On Thursday, local currency had plummeted by a whopping 54 paise to end at 64.81 to a dollar.
Here are the top factors weighing on rupee, after going by the buzz in the forex market:
Panic dollar buying
The US Federal Reserve’s decision to unwind its bond portfolio has rattled forex market sentiment, triggering panic dollar buying by companies and importers.

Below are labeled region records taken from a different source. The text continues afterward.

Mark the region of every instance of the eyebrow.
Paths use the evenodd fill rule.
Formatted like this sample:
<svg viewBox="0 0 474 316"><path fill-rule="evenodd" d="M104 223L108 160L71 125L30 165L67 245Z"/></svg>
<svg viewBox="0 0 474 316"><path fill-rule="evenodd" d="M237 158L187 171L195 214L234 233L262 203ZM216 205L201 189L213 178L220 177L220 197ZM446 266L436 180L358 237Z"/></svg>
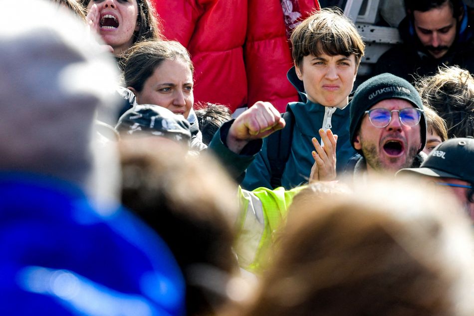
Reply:
<svg viewBox="0 0 474 316"><path fill-rule="evenodd" d="M326 58L325 58L323 57L317 57L317 56L316 56L316 57L314 57L313 59L311 59L311 61L315 61L315 60L321 60L321 61L327 61L327 59L326 59ZM343 60L344 60L344 61L351 61L351 58L349 58L349 57L346 57L346 56L344 56L344 57L341 57L341 58L340 58L339 59L337 59L337 60L336 60L336 61L343 61Z"/></svg>
<svg viewBox="0 0 474 316"><path fill-rule="evenodd" d="M454 24L452 23L451 24L449 24L449 25L446 25L446 26L443 26L443 27L440 27L439 28L437 28L436 29L428 29L428 28L425 28L424 27L421 27L421 26L417 26L417 27L418 27L418 28L419 28L420 29L421 29L421 30L423 30L423 31L428 31L428 32L434 32L434 31L441 31L442 29L445 29L445 28L451 28L453 27L453 26L454 26Z"/></svg>

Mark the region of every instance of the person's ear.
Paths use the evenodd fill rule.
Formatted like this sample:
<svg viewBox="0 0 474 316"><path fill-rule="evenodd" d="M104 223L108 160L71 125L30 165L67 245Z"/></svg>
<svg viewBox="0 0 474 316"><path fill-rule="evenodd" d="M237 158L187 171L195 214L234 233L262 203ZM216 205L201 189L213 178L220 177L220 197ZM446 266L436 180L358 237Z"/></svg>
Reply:
<svg viewBox="0 0 474 316"><path fill-rule="evenodd" d="M135 96L137 96L137 91L135 89L135 88L133 88L133 87L127 87L127 88L133 92L133 94L135 94Z"/></svg>
<svg viewBox="0 0 474 316"><path fill-rule="evenodd" d="M298 76L298 79L303 81L303 69L300 68L299 66L296 64L296 61L294 62L294 68L296 72L296 75Z"/></svg>
<svg viewBox="0 0 474 316"><path fill-rule="evenodd" d="M133 94L135 94L135 100L137 100L137 103L139 104L140 104L140 100L138 100L138 94L137 93L137 90L135 89L133 87L127 87L127 88L130 90L131 91L133 92Z"/></svg>
<svg viewBox="0 0 474 316"><path fill-rule="evenodd" d="M354 142L352 143L354 144L354 148L357 150L360 150L362 149L362 146L360 143L360 136L359 136L358 132L356 134L356 137L354 137Z"/></svg>
<svg viewBox="0 0 474 316"><path fill-rule="evenodd" d="M353 82L355 82L356 78L357 77L357 71L359 71L359 66L360 65L360 62L359 62L359 63L357 63L357 64L356 65L355 71L354 71L354 80L352 80Z"/></svg>

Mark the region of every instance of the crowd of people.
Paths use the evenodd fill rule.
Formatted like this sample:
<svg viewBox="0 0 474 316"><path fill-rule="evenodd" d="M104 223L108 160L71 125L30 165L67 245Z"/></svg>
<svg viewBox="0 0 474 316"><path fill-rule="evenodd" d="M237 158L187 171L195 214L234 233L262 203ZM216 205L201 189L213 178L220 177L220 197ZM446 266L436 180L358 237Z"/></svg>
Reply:
<svg viewBox="0 0 474 316"><path fill-rule="evenodd" d="M474 315L466 5L228 2L4 3L0 314Z"/></svg>

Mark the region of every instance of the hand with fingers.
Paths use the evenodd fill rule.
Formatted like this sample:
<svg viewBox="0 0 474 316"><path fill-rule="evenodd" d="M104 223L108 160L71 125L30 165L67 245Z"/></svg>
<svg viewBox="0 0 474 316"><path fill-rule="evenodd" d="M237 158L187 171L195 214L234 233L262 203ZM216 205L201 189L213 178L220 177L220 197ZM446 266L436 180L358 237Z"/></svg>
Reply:
<svg viewBox="0 0 474 316"><path fill-rule="evenodd" d="M259 101L236 119L227 135L227 146L239 153L250 141L266 137L284 127L285 120L271 103Z"/></svg>
<svg viewBox="0 0 474 316"><path fill-rule="evenodd" d="M336 144L337 135L330 129L326 132L321 128L319 135L324 146L321 146L317 139L313 137L313 145L315 151L311 152L314 164L311 169L309 183L316 181L331 181L336 179Z"/></svg>

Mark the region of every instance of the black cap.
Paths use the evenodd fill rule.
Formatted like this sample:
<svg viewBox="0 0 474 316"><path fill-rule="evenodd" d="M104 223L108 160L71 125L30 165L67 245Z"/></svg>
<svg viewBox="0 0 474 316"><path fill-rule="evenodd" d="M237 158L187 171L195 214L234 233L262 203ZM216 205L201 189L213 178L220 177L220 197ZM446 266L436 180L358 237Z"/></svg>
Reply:
<svg viewBox="0 0 474 316"><path fill-rule="evenodd" d="M353 147L354 139L360 128L365 111L381 101L387 99L405 100L414 107L423 109L423 102L420 94L415 87L405 79L391 73L382 73L372 77L359 86L349 104L350 122L349 133ZM424 112L420 120L420 133L422 146L418 152L422 151L426 142L426 120ZM361 151L356 150L362 154Z"/></svg>
<svg viewBox="0 0 474 316"><path fill-rule="evenodd" d="M162 136L189 145L189 122L182 115L153 104L135 105L120 117L115 129L120 134L138 133Z"/></svg>
<svg viewBox="0 0 474 316"><path fill-rule="evenodd" d="M474 183L474 139L448 139L430 153L420 168L402 169L397 174L413 173Z"/></svg>

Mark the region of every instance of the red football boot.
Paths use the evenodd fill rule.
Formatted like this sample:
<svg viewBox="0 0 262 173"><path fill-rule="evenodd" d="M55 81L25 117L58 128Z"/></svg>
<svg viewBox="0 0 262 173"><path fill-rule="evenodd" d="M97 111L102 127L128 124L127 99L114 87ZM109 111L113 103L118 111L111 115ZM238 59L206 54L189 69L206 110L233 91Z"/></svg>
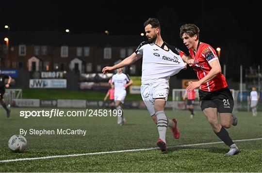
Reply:
<svg viewBox="0 0 262 173"><path fill-rule="evenodd" d="M162 141L161 139L158 138L157 142L157 145L161 150L162 152L164 152L166 151L166 147L165 146L165 143Z"/></svg>

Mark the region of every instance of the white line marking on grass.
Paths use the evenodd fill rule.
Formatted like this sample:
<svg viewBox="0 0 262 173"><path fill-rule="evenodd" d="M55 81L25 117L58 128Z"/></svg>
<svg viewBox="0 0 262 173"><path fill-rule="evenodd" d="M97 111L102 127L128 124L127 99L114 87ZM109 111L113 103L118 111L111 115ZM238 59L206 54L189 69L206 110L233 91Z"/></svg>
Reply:
<svg viewBox="0 0 262 173"><path fill-rule="evenodd" d="M255 139L246 139L246 140L234 140L233 141L236 142L243 142L243 141L255 141L255 140L262 140L262 138L255 138ZM169 146L169 147L167 147L166 148L176 148L176 147L184 147L184 146L209 145L209 144L213 144L220 143L223 143L223 142L209 142L209 143L195 143L195 144ZM47 156L47 157L39 157L16 158L16 159L13 159L0 160L0 162L2 162L2 163L11 162L18 161L32 160L44 159L58 158L58 157L76 157L76 156L87 156L87 155L100 155L100 154L111 154L111 153L129 152L132 152L132 151L152 150L155 150L158 148L159 148L158 147L156 147L156 148L137 149L120 150L120 151L105 151L105 152L98 152L98 153L76 154L73 154L73 155L68 155L51 156Z"/></svg>

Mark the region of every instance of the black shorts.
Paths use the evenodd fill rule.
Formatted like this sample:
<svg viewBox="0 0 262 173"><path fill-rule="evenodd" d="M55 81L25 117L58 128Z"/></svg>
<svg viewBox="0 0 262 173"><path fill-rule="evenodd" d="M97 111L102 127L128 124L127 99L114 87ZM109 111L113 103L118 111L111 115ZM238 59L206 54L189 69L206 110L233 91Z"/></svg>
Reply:
<svg viewBox="0 0 262 173"><path fill-rule="evenodd" d="M186 103L187 105L194 105L194 100L187 100L187 102Z"/></svg>
<svg viewBox="0 0 262 173"><path fill-rule="evenodd" d="M0 89L0 98L3 99L3 94L4 94L4 93L5 93L5 90Z"/></svg>
<svg viewBox="0 0 262 173"><path fill-rule="evenodd" d="M199 104L202 110L208 108L216 108L219 113L232 113L234 99L228 87L207 92L199 90Z"/></svg>

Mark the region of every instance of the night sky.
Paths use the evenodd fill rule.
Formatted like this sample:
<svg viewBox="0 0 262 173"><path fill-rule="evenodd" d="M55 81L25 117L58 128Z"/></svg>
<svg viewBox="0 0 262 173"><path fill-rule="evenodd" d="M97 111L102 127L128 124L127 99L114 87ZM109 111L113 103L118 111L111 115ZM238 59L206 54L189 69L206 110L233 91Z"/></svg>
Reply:
<svg viewBox="0 0 262 173"><path fill-rule="evenodd" d="M112 35L135 35L144 32L145 20L155 17L167 43L186 51L180 38L180 27L194 23L200 30L201 41L221 47L221 63L245 64L247 68L262 64L258 50L262 20L257 2L1 0L0 31L6 31L4 26L7 24L10 32L64 32L69 28L70 34L103 33L108 30ZM237 68L231 70L239 73Z"/></svg>

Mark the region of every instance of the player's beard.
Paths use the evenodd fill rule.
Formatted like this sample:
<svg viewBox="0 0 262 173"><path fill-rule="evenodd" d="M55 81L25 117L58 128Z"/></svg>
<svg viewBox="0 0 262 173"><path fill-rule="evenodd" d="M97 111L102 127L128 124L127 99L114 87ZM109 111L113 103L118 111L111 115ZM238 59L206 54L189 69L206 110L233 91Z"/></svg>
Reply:
<svg viewBox="0 0 262 173"><path fill-rule="evenodd" d="M154 34L154 35L153 35L152 38L148 38L148 42L150 43L155 43L157 37L157 35L156 34Z"/></svg>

The Fed turned more hawkish than expected and made a formal announcement on Wednesday after its two-day rate-setting meeting that it would begin normalising its crisis-era stimulus programme from next month and stick with the plans for further rate hikes.
Brokerage ICICIdirect.com said the rupee posted the largest single-session decline on Thursday against the US dollar since May 18, after the US Federal Reserve hinted at raising policy rate once more before this year-end and said it would begin paring its massive bond portfolio from next month.

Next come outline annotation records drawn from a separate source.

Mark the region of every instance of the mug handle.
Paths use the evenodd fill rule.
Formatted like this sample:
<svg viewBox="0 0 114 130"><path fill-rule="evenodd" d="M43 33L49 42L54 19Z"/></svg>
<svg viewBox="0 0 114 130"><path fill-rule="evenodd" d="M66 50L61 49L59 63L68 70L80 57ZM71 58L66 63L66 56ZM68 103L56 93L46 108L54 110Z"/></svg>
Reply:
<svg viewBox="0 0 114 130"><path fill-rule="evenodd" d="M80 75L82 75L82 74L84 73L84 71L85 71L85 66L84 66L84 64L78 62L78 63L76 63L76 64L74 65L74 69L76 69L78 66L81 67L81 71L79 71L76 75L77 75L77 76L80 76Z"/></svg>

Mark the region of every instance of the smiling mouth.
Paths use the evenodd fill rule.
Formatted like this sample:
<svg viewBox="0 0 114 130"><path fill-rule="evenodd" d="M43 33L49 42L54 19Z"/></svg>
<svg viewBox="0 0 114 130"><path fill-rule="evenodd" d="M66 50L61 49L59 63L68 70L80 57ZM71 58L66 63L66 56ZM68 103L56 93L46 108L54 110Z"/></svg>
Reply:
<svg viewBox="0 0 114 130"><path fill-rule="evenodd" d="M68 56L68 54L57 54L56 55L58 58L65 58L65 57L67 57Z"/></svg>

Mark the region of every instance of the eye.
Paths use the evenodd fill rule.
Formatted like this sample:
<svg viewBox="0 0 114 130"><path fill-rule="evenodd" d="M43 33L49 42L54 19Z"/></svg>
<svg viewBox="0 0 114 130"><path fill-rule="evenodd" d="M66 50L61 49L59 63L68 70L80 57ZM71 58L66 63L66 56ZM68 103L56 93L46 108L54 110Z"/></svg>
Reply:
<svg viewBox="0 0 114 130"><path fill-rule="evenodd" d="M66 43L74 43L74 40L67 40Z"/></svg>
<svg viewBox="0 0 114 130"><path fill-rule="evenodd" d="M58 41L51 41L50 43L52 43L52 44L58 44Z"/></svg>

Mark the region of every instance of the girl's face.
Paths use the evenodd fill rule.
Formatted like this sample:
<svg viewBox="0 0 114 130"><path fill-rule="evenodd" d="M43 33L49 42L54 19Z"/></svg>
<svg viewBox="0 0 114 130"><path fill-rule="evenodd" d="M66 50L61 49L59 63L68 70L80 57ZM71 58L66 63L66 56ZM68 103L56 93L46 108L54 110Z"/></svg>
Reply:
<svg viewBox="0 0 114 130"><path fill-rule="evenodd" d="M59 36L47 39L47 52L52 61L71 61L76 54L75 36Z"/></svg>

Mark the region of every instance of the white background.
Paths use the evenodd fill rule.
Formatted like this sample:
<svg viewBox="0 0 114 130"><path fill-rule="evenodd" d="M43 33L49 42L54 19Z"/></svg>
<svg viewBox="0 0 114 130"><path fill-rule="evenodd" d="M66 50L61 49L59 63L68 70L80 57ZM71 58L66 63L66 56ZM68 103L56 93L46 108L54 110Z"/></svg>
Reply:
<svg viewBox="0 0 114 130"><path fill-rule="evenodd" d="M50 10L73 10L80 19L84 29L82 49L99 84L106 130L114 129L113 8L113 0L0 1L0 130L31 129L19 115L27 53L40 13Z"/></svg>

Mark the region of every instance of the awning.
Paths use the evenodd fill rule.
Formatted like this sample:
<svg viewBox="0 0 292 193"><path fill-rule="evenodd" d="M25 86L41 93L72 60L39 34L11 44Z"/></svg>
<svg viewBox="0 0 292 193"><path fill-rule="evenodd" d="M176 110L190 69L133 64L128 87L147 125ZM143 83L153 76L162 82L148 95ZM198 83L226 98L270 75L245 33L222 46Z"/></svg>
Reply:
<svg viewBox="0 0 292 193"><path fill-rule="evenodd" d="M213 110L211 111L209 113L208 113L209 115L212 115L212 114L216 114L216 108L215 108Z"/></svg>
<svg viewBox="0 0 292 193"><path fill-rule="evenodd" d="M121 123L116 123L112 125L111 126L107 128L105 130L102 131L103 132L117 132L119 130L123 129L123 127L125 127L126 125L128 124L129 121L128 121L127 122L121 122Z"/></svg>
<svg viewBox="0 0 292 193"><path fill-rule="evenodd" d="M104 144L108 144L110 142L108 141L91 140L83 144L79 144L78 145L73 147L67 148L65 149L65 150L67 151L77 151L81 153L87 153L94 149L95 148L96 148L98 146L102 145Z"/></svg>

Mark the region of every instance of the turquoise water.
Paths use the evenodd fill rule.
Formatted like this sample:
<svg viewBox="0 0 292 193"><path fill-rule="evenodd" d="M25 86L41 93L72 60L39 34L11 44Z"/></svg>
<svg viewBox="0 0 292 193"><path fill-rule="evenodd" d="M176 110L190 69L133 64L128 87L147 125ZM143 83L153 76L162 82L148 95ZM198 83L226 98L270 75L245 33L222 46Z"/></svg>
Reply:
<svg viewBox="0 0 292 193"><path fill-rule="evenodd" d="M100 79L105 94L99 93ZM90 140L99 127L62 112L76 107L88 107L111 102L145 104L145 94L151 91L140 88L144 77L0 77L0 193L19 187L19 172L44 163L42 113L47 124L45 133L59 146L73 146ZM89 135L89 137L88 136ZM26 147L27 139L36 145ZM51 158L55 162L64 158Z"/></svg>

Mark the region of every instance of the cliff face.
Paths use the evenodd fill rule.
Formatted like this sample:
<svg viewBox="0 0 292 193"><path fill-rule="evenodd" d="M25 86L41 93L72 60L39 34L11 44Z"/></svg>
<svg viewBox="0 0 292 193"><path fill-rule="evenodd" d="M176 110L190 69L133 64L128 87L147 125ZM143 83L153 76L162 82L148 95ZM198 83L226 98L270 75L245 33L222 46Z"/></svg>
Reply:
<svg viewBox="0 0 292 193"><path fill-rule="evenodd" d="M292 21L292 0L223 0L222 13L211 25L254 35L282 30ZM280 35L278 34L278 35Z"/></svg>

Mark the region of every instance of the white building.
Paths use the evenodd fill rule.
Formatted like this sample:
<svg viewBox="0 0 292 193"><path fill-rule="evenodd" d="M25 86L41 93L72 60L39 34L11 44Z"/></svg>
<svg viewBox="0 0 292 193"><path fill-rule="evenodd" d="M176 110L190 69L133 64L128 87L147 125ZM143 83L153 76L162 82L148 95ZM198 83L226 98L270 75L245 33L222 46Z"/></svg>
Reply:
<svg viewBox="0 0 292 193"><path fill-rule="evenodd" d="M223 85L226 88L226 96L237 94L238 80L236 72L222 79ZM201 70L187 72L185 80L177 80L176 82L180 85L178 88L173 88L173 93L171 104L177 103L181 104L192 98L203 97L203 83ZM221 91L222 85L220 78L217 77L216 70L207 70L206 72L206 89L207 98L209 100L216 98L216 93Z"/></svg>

Speculation about a major Rs 40,000-50,000 crore stimulus package from the government which may force it to relax the fiscal deficit target led to a spike in bond yields which in turn put pressure on the rupee. “Concerns over domestic fiscal deficit spiralling amid expectation of government stimulus weighed strongly on the rupee,” ICICIdirect said.
Slower growth expectation
The OECD has trimmed India’s growth forecast for this financial year to 6.7 per cent from a June estimate of 7.3 per cent, citing transitory impact of GST rollout and demonetisation. In contrast, China’s economy gets a 0.2 per cent lift from its earlier assessment to 6.8 per cent for 2017.
Foreign portfolio investors have been on a selling spree on India’s equity market since August 1.They sold shares worth Rs 17213 crore between August 1 and September 21, according to data available with NSDL.